Elliot R. Peters, a Keker & Van Nest LLP partner who represented Swartz, said current hacking laws allow prosecutors too much discretion. The articles Swartz posted were accessible to any visitor to MIT's campus, he said; the programmer merely made them available to Internet users.

Peters said he feels prosecutors "kept escalating the case rather than finding a way to resolve it appropriately." Swartz was widely respected in the programming world, having been a key contributor to the popular online website Reddit Inc. as well as an early acolyte of Harvard Law School professor Lawrence Lessig's project Creative Commons, an alternative to traditional copyright protection.

"They targeted this brilliant young guy who was making a political statement about access to knowledge over the Internet," Peters said. "That hardly seems like a goal or motive that needs to be criminalized."

Like Nosal's and Aurnheimer's cases, Swartz's centered on the interpretation of "unauthorized access to a computer." But defense attorneys say that rather than focus on the means by which a crime is committed, the law should target the illegal acts themselves.

"It’s just too broad," Peters said. "It needs to focus more on people trying to steal credit card numbers and money, to defraud people using access to their computers."

None of the U.S. attorney's offices that brought these cases agreed to comment for this story.

The 9th U.S. Circuit Court of Appeals is set to take the Nosal case up for the third time, this time to weigh three charges under the CFAA related to password-sharing. Previously, a three-judge appellate panel reinstated five CFAA charges in 2011, but the court en banc reversed that decision the following year. Essentially, the circuit ruled, the misuse of information that one is authorized to access doesn't qualify as hacking.

Hanni M. Fakhoury, an Electronic Frontier Foundation attorney who filed amicus briefs in the case, said he hopes the 9th Circuit will throw out the remaining three CFAA charges over password-sharing. Sending someone to prison for misusing a password, he said, could lead to a massive expansion in hacking cases and criminalize the acts of millions of Americans.

"If you have HBO Go and the user agreement says its one credential per person, and you share it with your wife, are you now a felon under the CFAA?" he said. "We don't think so, but that's what the government is saying."

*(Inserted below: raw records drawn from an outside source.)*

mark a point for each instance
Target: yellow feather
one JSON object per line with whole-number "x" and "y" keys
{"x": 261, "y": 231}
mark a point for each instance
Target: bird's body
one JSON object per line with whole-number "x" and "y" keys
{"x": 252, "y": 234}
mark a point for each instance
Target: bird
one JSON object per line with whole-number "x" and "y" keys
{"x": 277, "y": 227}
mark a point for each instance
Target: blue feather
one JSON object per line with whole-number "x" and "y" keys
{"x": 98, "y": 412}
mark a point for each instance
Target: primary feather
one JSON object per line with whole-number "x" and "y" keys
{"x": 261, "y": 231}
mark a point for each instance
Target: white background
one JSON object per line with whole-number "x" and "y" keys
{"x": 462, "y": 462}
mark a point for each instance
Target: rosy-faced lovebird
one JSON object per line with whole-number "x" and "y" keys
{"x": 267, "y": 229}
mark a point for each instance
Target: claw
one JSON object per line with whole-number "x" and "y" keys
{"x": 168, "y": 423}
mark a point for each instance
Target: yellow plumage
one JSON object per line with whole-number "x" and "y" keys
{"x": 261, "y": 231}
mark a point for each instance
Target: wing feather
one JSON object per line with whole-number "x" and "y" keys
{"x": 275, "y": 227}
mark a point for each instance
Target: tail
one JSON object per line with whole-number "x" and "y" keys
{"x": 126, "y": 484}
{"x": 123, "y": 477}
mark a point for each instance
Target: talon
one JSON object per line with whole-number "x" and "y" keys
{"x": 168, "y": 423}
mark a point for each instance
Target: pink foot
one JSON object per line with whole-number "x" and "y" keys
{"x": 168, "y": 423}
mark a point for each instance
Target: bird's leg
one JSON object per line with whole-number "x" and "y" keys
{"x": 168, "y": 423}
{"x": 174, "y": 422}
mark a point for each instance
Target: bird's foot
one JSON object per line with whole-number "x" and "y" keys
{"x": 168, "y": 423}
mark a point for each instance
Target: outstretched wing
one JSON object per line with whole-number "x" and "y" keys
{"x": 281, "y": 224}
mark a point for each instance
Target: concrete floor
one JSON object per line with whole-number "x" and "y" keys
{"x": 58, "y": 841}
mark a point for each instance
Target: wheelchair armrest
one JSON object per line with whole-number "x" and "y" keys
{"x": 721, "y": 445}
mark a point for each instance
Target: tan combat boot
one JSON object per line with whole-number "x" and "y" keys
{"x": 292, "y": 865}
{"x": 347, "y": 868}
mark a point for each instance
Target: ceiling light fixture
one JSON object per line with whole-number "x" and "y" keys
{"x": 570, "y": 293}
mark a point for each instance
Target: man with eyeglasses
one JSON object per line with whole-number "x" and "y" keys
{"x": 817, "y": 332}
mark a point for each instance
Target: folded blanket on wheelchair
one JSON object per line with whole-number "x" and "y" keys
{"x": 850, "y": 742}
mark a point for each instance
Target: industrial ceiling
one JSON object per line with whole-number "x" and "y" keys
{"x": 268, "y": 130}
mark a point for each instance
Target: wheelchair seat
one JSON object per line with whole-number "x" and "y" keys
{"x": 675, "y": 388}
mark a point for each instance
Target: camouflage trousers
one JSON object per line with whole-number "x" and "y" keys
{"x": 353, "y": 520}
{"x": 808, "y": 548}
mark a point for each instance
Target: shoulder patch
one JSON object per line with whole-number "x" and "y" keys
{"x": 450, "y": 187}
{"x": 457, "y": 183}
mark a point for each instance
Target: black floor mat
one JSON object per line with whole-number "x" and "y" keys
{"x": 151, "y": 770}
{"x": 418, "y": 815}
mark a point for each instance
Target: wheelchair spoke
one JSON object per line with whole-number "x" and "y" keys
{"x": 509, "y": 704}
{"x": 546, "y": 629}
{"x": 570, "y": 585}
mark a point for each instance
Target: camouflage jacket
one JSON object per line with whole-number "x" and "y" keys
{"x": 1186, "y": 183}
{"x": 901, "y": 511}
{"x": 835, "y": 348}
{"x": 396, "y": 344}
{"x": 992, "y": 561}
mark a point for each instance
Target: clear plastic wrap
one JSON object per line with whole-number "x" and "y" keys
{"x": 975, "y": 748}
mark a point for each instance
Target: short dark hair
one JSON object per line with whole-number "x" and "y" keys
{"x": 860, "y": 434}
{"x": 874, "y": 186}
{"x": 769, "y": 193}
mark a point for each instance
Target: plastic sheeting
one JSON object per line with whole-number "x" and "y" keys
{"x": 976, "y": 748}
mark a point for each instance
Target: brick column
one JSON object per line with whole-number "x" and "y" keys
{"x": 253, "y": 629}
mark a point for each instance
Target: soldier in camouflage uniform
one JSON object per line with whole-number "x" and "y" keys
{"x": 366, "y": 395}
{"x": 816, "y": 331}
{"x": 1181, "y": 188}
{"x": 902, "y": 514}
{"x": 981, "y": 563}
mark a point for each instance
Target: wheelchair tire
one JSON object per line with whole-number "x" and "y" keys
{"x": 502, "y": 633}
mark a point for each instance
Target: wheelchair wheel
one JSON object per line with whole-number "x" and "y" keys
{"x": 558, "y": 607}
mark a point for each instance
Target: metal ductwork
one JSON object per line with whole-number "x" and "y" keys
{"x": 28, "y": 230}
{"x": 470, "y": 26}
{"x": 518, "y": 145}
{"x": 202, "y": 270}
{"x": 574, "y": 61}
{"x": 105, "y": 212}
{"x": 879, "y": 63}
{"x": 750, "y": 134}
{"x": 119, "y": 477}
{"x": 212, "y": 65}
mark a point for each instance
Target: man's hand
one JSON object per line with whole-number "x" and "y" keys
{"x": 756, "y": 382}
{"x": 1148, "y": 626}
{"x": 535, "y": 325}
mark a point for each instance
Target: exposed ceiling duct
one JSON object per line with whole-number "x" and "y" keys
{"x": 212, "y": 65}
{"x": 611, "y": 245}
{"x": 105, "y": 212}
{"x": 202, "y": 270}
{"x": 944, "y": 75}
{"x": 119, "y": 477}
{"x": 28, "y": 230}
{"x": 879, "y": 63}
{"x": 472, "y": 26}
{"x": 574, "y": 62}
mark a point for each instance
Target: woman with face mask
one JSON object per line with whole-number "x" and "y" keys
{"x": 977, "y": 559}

The Auernheimer case raises similar questions. Auernheimer instructed another hacker on how to access an AT&T website intended for iPad users with his personal computer. The pair discovered that the AT&T site would reveal a user's email address when that user's iPad identification number was entered into the site. Auernheimer disclosed the problem to Gawker Media, along with more than 100,000 email addresses he was able to obtain through the method.

Fakhoury, who represents Auernheimer, said his client didn't hack anything. Rather, AT&T failed to secure its site.

"Information that Weev and his co-defendant obtained from AT&T was information AT&T had made publicly available - foolishly," Fakhoury said.

For their part, attorneys who represent companies that suffer data breaches are less critical of the law. They hope any changes to the law expand the powers of prosecutors and civil plaintiffs pursuing alleged hackers.

Bradford K. Newman, a Paul Hastings LLP partner, said the current interpretation of the CFAA is mostly spot-on and provides a useful deterrence against hacking. He does, however, hope the 9th Circuit will reverse its most recent ruling in Nosal.

In that case, he said, the court made too fine a distinction between authorized and unauthorized access when it dismissed the five CFAA charges based on the argument that Nosal's accomplices weren't engaged in hacking because they were authorized to access to Korn/Ferry's computer systems.

Newman offered an analogy to the physical world to argue that even authorized access can be criminally exploited.

"You have permission to work at the bank," he said, "but you don't have permission to steal the money."

He said the Nosal case would ultimately have to be addressed by the U.S. Supreme Court.